The disease is caused by Trypanosoma cruzi, a protozoan parasite transmitted to humans by blood-sucking insects that live in the walls and roofs of mud and straw housing commonly found in the poor rural areas and urban slums of Latin America.

The disease can also be transmitted by blood transfusion and from mother to child during pregnancy. In the acute phase of infection, patients may present with fever, swollen lymph glands, enlarged liver and spleen. But there are usually no apparent symptoms during the acute phase. The parasite is thus able to multiply in the body for years, or even decades, without the victim being aware of the infection.

In about a third of cases, chronic forms develop 10-20 years later. And at this stage, it is usually too late for treatment: symptoms such as heart failure, or serious oesophagus and colon dysfunction can be irreversible.

Patients gradually become more ill and cardiac symptoms may lead to sudden death from heart failure. Nifurtimox and Benznidazole are the only existing drugs to treat Chagas disease. Neither is considered ideal because treatment needs to be closely monitored for toxicity. It is also long (30-60 days) and ineffective against the chronic phase of the disease. Parasite resistance is also impacting effectiveness. In poor countries, where mass detection programmes are not feasible and treatment is too expensive, children under the age of 12 are usually the only ones to receive treatment.
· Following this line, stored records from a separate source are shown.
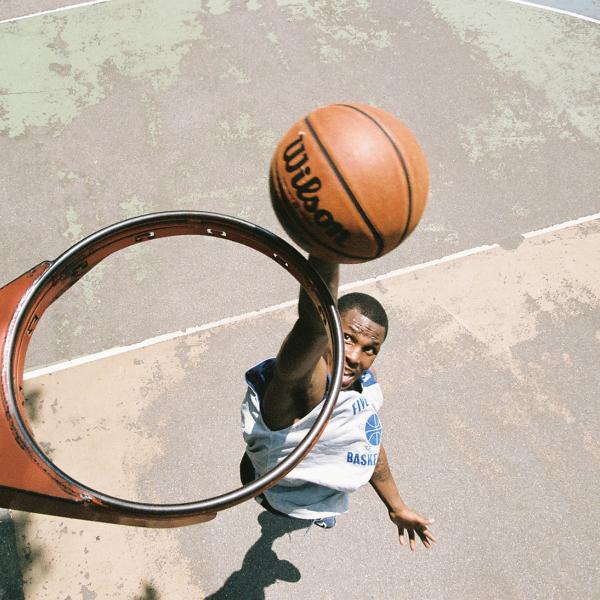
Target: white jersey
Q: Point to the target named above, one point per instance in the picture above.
(341, 461)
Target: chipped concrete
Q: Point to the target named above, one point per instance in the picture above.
(186, 116)
(490, 368)
(491, 426)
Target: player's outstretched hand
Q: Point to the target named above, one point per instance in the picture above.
(411, 523)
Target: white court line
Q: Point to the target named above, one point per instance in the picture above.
(556, 10)
(53, 10)
(255, 313)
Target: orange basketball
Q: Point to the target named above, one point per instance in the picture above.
(349, 182)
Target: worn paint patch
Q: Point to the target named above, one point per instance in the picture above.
(90, 421)
(54, 67)
(503, 128)
(340, 24)
(555, 54)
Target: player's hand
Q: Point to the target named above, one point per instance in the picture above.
(412, 524)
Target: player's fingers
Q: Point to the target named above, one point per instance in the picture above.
(428, 535)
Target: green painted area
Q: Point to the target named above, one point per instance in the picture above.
(55, 66)
(556, 54)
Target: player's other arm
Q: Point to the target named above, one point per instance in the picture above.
(400, 514)
(300, 377)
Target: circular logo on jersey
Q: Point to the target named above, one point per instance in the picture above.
(373, 430)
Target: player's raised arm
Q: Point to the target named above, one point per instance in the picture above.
(300, 376)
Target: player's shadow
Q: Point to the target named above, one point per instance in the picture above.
(11, 581)
(261, 567)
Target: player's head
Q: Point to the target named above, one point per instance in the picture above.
(365, 326)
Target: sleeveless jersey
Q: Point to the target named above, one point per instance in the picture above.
(341, 461)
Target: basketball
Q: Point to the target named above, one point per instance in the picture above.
(349, 182)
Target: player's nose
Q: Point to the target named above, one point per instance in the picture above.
(352, 355)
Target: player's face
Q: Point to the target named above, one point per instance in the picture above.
(362, 341)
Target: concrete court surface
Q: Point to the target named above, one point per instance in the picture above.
(121, 108)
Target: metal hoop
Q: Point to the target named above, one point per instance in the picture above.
(49, 489)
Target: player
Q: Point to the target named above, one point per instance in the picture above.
(281, 404)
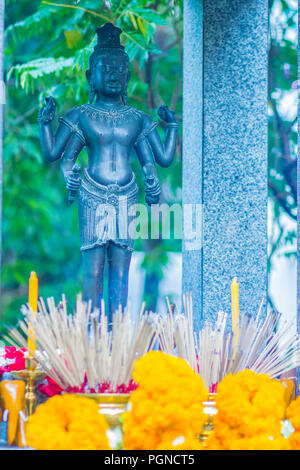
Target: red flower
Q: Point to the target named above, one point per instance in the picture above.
(12, 353)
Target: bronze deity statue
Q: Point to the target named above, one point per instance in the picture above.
(109, 129)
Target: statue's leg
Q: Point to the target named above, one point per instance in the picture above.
(93, 268)
(119, 262)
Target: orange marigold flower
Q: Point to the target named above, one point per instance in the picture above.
(67, 422)
(166, 405)
(250, 409)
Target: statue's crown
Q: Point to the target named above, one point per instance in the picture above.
(109, 37)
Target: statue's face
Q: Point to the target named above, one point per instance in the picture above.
(111, 76)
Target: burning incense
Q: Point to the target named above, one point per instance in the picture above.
(265, 344)
(77, 348)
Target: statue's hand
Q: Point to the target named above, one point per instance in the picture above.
(73, 182)
(47, 112)
(166, 114)
(152, 190)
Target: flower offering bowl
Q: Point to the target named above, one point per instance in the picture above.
(111, 405)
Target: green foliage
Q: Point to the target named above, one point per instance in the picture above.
(282, 126)
(47, 52)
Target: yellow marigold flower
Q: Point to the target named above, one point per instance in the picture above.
(67, 422)
(249, 405)
(166, 404)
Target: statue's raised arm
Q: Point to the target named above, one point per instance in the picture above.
(52, 145)
(163, 152)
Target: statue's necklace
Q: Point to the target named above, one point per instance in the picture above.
(115, 116)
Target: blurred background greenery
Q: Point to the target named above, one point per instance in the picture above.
(47, 50)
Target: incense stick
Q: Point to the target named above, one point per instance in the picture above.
(78, 346)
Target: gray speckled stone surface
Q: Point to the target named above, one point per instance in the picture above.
(225, 151)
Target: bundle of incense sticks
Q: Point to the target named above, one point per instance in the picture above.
(266, 344)
(81, 347)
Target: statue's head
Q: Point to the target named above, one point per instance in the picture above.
(108, 74)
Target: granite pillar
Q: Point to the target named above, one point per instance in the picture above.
(225, 152)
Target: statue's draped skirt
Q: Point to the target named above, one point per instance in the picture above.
(106, 213)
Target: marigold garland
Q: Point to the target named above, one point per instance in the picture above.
(250, 408)
(67, 422)
(166, 405)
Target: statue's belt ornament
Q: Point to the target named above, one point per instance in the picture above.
(104, 213)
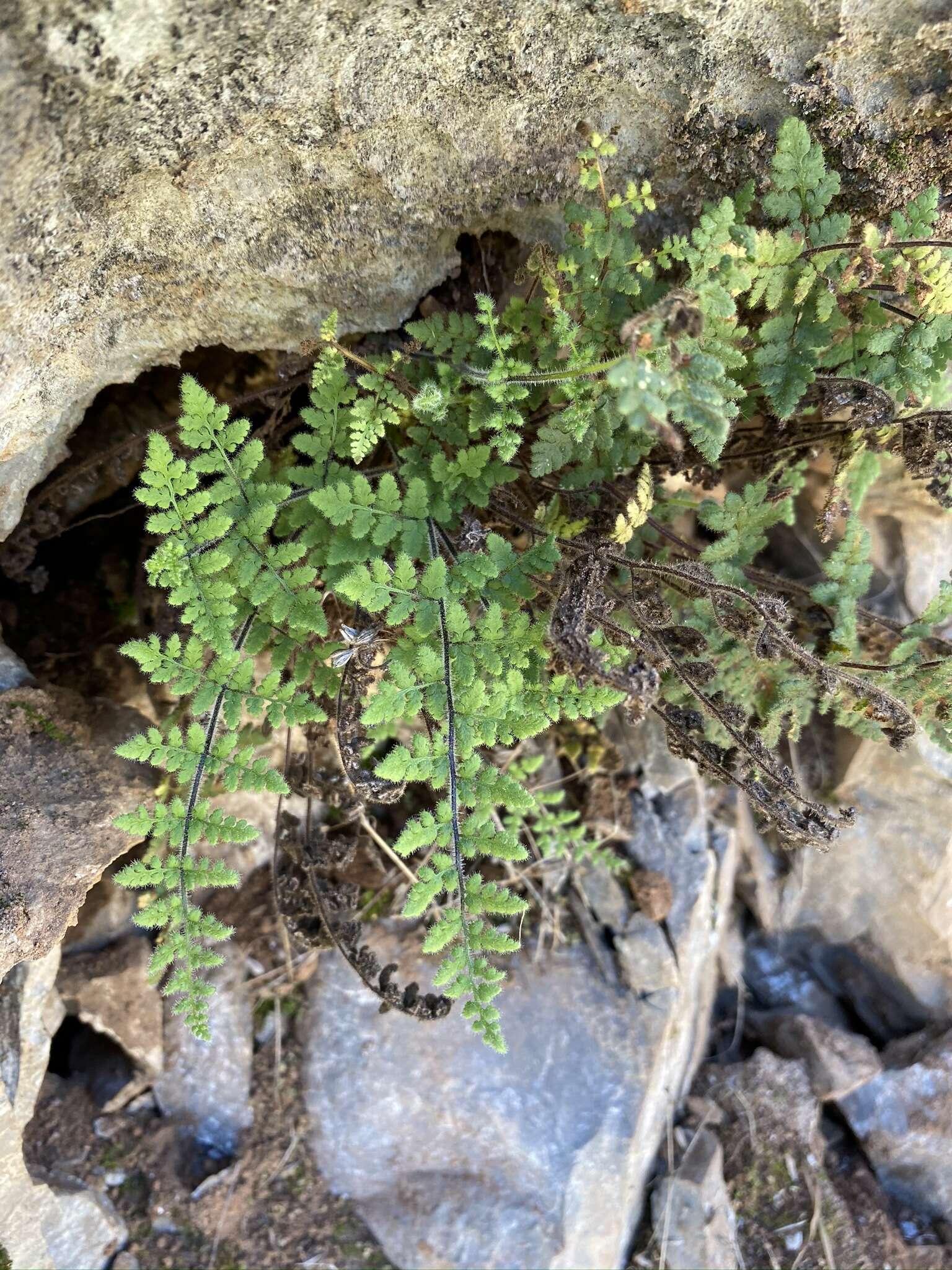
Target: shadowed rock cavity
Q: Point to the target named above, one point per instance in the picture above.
(192, 173)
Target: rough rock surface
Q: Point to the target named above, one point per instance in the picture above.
(110, 991)
(457, 1157)
(188, 174)
(60, 788)
(206, 1086)
(885, 889)
(692, 1213)
(903, 1118)
(42, 1227)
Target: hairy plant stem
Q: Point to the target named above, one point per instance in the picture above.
(451, 763)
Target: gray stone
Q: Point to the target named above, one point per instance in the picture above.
(459, 1157)
(42, 1227)
(14, 671)
(110, 991)
(206, 1086)
(903, 1118)
(196, 174)
(837, 1061)
(60, 788)
(692, 1213)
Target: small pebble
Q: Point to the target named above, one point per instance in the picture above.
(653, 893)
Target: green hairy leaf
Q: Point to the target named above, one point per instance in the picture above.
(469, 549)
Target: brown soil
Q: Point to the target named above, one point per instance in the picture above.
(270, 1209)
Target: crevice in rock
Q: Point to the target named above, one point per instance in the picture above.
(82, 1054)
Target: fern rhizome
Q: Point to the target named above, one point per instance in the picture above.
(501, 525)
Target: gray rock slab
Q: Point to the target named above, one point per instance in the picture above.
(188, 174)
(60, 788)
(459, 1157)
(42, 1227)
(692, 1212)
(903, 1118)
(885, 889)
(206, 1085)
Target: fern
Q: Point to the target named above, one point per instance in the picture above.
(499, 528)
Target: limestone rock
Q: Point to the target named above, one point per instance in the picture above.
(206, 1086)
(110, 991)
(60, 788)
(42, 1227)
(837, 1061)
(457, 1157)
(14, 671)
(885, 889)
(692, 1213)
(195, 174)
(903, 1118)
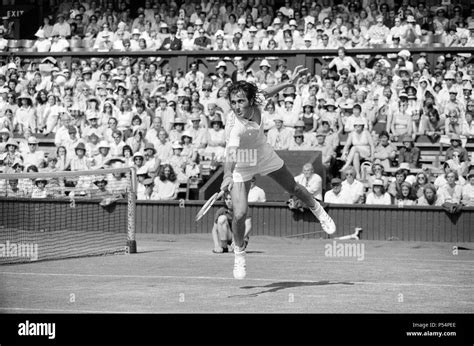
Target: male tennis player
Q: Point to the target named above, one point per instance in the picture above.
(249, 154)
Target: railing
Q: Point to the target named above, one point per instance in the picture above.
(275, 219)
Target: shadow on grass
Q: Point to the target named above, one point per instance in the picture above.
(278, 286)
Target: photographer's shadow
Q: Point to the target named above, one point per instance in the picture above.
(278, 286)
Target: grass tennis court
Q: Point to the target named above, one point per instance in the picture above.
(180, 274)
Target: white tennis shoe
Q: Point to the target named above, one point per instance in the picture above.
(239, 264)
(327, 224)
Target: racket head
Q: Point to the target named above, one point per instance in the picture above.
(205, 208)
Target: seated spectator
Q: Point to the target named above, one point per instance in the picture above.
(385, 152)
(101, 191)
(406, 196)
(461, 167)
(256, 194)
(359, 146)
(279, 137)
(299, 142)
(441, 180)
(409, 153)
(430, 197)
(312, 181)
(336, 195)
(378, 194)
(33, 156)
(166, 184)
(451, 191)
(215, 140)
(422, 179)
(468, 190)
(456, 146)
(327, 151)
(40, 190)
(353, 187)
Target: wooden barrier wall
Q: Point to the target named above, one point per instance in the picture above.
(275, 219)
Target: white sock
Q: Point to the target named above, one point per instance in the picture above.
(317, 209)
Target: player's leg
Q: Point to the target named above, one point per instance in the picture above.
(223, 231)
(239, 194)
(286, 180)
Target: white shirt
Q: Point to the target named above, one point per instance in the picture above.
(256, 194)
(314, 185)
(342, 198)
(373, 199)
(355, 190)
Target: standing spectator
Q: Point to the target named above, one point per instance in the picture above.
(378, 194)
(312, 181)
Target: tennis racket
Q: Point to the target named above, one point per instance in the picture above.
(205, 208)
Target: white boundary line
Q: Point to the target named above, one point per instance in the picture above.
(173, 277)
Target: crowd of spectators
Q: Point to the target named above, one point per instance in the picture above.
(251, 25)
(165, 121)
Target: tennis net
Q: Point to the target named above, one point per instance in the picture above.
(60, 215)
Children have a greater chance of benefiting from the treatment, as it is unlikely they will have developed chronic lesions. There is little ongoing research to find less toxic and more effective drugs that would enable Chagas patients of all ages to be treated. It is therefore vital to develop new methods to detect the disease at an early stage.

One promising avenue is a couple of anti-fungal drugs being developed that might have an application for Chagas disease. The Drugs for Neglected Diseases Initiative aspires to discover and develop critically needed new drugs or new formulations of existing drugs for patients suffering from this most neglected disease.